A recent study has shown that human DPSC cultured with conditioned media from rat retinal explants differentiated into retinal neurons . Conditioned medium was collected from cultures of normal rat retinal explants or explants treated with N-methyl-N-nitrosourea (MNU), which chemically damages the retina by inducing apoptosis of the photoreceptor cells. Researchers found that DPSC adopt a neuronal cell morphology when cultured with either normal or damaged retinal explant conditioned medium . However, DPSC only expressed rhodopsin after being cultured with conditioned medium from damaged retinal explants . This shows promising data that DPSC have the capacity to differentiate into retinal neuron-like cells, and damaged retinal cells secrete signals to induce this differentiation. Elucidating the specific signals necessary to induce retinal cell differentiation from DPSCs would be additionally powerful and allow for the development of an efficient mechanism to develop a cellular therapy to treat retinal disorders.
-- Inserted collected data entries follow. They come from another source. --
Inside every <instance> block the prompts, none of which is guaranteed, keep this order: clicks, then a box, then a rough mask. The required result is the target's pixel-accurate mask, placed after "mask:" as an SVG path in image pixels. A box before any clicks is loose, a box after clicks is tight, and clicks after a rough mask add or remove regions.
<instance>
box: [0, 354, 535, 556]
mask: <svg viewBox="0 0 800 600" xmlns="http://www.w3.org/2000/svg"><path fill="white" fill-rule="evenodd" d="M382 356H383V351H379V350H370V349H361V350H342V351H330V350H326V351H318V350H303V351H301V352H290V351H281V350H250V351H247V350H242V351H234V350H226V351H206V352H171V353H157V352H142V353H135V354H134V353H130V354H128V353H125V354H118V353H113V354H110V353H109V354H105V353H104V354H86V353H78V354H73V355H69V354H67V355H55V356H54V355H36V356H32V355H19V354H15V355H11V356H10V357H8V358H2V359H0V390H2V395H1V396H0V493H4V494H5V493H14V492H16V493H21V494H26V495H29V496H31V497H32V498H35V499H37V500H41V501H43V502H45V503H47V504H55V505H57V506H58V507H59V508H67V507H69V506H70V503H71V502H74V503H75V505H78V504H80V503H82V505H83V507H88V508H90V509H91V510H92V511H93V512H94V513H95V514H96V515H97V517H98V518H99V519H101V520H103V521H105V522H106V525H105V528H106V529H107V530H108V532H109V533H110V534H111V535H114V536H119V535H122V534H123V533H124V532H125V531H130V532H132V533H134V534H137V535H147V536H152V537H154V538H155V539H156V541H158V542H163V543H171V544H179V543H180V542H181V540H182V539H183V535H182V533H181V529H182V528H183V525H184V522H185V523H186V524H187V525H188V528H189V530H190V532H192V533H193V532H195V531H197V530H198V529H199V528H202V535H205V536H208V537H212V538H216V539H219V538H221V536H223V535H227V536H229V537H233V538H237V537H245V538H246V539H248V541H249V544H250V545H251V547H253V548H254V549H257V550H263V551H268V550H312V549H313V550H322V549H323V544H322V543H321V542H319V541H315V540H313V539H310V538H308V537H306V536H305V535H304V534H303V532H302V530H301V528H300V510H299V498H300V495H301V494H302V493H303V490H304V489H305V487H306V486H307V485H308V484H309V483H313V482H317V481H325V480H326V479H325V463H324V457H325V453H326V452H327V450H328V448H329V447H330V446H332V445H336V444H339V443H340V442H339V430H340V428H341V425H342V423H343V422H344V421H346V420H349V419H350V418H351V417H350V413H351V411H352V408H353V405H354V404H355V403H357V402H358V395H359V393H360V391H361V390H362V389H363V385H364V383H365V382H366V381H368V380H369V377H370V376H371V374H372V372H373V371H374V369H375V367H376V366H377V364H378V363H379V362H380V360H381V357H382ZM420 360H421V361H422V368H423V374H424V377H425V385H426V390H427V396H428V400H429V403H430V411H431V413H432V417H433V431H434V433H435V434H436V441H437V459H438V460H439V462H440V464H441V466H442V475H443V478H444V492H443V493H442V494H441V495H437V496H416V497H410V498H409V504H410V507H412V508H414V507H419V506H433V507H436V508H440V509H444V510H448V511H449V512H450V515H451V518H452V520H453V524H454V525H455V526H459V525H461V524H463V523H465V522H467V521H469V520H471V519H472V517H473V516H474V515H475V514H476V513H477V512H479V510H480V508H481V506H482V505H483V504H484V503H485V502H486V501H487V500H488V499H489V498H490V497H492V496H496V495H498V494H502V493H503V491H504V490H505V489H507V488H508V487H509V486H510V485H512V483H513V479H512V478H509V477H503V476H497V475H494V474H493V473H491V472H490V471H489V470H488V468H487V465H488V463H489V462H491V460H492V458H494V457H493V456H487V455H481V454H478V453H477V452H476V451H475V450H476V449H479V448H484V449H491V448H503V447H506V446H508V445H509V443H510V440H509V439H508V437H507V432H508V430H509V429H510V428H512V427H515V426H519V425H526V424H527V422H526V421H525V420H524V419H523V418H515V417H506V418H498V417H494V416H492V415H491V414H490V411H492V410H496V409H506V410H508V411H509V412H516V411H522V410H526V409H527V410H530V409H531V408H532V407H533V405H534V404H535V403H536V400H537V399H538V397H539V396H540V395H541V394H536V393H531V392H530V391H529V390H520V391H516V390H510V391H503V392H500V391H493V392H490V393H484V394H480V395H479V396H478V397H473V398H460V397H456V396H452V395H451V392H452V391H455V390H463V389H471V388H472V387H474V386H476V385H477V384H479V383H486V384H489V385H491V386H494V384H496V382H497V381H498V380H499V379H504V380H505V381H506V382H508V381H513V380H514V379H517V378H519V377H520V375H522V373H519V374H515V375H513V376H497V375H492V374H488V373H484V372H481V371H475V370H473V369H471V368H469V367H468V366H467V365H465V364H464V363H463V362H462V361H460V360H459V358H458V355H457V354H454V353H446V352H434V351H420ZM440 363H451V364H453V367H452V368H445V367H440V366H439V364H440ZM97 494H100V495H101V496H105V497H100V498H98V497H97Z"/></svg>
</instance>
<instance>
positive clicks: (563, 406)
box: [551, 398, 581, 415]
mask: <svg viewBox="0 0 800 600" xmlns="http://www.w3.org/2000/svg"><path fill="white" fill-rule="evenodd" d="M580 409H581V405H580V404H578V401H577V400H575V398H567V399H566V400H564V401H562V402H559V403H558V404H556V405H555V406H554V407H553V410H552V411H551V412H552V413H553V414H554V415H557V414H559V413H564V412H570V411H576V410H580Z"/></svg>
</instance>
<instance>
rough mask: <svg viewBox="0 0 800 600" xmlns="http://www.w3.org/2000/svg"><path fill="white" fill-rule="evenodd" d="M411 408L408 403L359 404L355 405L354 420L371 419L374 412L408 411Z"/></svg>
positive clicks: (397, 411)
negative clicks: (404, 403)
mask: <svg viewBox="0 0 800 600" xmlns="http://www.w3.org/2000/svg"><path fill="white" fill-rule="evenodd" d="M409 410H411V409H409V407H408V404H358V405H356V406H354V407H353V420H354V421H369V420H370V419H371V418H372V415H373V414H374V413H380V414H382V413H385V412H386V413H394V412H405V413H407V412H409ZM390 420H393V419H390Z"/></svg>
Similar to DPSC, periodontal ligament stem cells (PDLSC) are able to differentiate down neuronal lineages , and this also is attributed to the neural crest origins of this tissue. Research is now also emerging on the use of PDLSC for retinal cell differentiation . To induce differentiation, PDLSCs were first cultured as neuorospheres and then plated on Matrigel-coated dishes in differentiation medium containing Noggin and Dkk-1, inhibitors of the bone morphogenic protein and Wnt/β-catenin pathways, respectively . Antagonizing these pathways mimicked developmental processes necessary for anterior neural plate formation and retinogenesis. Differentiated PDLSCs expressed genes and proteins characteristic of retinal fate induction such as Pax6 and Rx, and markers of photoreceptors such as rhodopsin and Nrl . This study shows promising data on the potential use of PDLSCs for retinal cell regeneration. Additional animal studies showing the in vivo behavior of these differentiated PDLSCs such as cell integration into retinal structures and cell functionality would provide further support on the potential use of PDLSCs for regeneration therapies to treat retinopathies.